A great website for serious left wing commentary and news is ZDnet. They have a print edition available in the United States by subscription for just $19/year. As I much prefer reading things offline, I would subscribe were I physically able to receive the magazine.
Here are some excerpts from a 9000! word interview with Noam Chomsky. Chomsky’s first bon mot provides a vivid image for the current state of intellectual property rights.
Even the free trade agreements, so-called, are highly protectionists, the extra-ordinary intellectual property rights go way beyond anything existed in the past those are purely protectionist. They are designed to maintain monopoly rights for major corporations. If the currently rich countries had ever been faced with such rules, the US would now be exporting fish and fur.
At the end of the interview, there were three or four difficult letters to Noam Chomsky from readers who accused him of just hating the United States and having nothing productive to say. His evaluation of the situation strangely invokes biblical references.

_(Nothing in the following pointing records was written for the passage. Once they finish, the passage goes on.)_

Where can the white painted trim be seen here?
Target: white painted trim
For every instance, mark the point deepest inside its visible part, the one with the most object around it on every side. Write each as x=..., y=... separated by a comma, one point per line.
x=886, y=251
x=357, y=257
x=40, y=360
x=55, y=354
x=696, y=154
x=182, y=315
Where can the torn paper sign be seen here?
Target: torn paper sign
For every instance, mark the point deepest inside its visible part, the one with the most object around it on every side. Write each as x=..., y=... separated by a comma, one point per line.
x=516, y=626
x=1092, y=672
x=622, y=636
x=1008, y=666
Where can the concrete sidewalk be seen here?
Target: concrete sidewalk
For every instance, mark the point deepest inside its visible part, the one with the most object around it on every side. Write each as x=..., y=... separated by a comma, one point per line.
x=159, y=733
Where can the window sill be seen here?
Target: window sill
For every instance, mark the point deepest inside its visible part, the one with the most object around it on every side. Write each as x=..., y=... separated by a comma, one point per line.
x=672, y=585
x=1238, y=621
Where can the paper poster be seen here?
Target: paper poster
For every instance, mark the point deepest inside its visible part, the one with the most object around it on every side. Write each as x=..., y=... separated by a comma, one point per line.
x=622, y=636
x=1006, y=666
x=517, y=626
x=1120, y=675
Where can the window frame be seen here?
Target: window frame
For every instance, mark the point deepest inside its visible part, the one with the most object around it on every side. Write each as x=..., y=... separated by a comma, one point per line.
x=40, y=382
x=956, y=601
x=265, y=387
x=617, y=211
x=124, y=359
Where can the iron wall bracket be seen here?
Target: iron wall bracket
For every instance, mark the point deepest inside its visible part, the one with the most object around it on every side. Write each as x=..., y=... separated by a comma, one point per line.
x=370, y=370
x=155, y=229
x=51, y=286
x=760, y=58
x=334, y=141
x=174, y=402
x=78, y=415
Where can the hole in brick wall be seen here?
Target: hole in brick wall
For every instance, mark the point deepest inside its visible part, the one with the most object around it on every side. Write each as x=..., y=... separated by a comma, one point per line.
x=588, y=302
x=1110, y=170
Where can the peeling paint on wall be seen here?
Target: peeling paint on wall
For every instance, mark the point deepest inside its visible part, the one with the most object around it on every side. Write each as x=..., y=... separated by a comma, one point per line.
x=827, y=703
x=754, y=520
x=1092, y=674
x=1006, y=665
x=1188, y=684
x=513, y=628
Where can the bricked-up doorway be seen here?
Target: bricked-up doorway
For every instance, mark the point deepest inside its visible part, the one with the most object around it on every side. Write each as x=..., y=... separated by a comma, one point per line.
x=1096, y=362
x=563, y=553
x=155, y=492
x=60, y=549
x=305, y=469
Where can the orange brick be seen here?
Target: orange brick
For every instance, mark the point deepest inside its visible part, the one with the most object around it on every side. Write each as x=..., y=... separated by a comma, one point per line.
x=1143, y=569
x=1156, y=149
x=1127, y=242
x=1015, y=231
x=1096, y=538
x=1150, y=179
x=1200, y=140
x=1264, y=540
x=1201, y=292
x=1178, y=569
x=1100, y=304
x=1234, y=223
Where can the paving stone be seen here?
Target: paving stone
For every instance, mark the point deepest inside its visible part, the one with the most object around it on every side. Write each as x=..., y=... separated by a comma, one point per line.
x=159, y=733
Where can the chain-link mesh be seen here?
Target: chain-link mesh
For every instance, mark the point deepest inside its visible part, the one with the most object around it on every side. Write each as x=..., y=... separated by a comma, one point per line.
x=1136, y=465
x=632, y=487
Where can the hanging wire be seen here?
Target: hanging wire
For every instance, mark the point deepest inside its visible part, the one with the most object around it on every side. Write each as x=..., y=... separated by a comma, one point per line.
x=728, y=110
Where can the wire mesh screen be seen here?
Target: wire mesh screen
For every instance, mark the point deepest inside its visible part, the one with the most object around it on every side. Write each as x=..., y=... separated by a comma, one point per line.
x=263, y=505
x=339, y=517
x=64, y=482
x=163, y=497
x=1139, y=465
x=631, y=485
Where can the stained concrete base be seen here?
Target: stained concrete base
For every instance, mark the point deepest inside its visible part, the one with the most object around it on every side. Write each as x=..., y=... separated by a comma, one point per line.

There were people in the biblical period who we would call dissident intellectuals, they’re called Prophets. It’s a bad translation of an obscure Hebrew word. But if you look at what the Prophets were saying, it’s what we would call dissident intellectuals. Geopolitical critique, a call for justice and freedom and so on. Yes, that’s dissident intellectuals. How were they treated? Well? No, they were denounced as haters of Israel. They were driven into the desert, they were imprisoned, reviled. Now, there were intellectuals at that time who were very highly respected, namely the flatterers at the court. Hundreds of years later they were called false prophets. That’s the way it works. It’s the flatterers at the court who are typically the mainstream of the intellectuals.
So Noam Chomsky sees himself as part of a Hebrew tradition stretching back to the beginning of recorded time. Quite a neat end run around the self-hating charge.